11 / 19
Playbook / 11

Top-k / trending

The problem the interviewer phrases as "trending tweets" or "the 100 most-viewed videos in the last hour". Underneath, it is a question about counting at a scale where exact counts stop being practical — and about reconciling a fast, approximate real-time path with a slower, exact batch path. The core ideas are count-min sketches, a small heap of heavy hitters, and a decay window that defines what "now" means.


1 · Clarifying questions

The word "top" is doing a lot of work in the prompt. Five minutes of questions usually settles the design before any boxes go on the board.

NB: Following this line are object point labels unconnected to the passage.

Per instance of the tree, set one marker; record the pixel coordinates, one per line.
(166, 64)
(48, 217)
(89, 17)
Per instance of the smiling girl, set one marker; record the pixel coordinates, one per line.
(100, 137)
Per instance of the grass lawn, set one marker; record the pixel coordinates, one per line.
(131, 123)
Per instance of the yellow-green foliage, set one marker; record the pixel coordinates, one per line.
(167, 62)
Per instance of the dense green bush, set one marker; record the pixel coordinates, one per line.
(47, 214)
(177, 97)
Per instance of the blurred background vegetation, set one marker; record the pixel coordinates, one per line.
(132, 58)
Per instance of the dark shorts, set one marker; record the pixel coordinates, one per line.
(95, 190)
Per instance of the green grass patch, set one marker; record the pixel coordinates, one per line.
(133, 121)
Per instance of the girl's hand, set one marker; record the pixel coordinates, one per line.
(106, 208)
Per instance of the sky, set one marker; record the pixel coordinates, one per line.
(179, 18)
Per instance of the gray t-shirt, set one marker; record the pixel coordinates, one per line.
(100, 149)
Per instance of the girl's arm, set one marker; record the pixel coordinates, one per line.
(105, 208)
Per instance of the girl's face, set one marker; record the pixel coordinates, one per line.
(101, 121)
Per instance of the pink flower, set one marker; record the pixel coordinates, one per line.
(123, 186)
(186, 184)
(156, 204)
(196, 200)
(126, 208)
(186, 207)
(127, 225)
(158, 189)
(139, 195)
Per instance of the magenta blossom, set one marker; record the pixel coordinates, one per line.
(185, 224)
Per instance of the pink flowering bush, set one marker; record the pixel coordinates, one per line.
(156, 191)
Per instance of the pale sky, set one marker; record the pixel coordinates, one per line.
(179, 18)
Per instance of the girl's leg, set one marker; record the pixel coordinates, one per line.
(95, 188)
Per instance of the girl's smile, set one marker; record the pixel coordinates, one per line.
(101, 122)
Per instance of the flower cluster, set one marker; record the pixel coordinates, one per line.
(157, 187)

What does "top" mean?Raw count of events, or a weighted engagement score (like + 3× retweet + 5× reply)? Different aggregation primitive; sometimes a different sketch.
What's the time window?Last hour, last 24 hours, since midnight? Sliding (continuous) or tumbling (per fixed bucket)? Sliding is harder; tumbling composes from per-minute counts.
How accurate does it need to be?Exact ordering, or "95% of the time the top-100 is correct"? Approximate counters trade memory for a known error bound.
How many distinct items?Cardinality M drives the sketch size. 1M items behaves very differently from 1B.
How many top results?k = 10 fits trivially in memory. k = 100K is a different problem — usually backed by a sorted index, not a heap.
Freshness budget?Real-time (sub-second), near-real-time (a minute late), or batch (hourly)? Each tier removes a layer of the architecture.
Personalised or global?Global is one query. Per-user trending is a different shape — usually a candidate generator plus a ranking model, out of scope here.
Read traffic on the answer?If the top-k page itself is hot, cache the materialised answer per window rather than recomputing on every request.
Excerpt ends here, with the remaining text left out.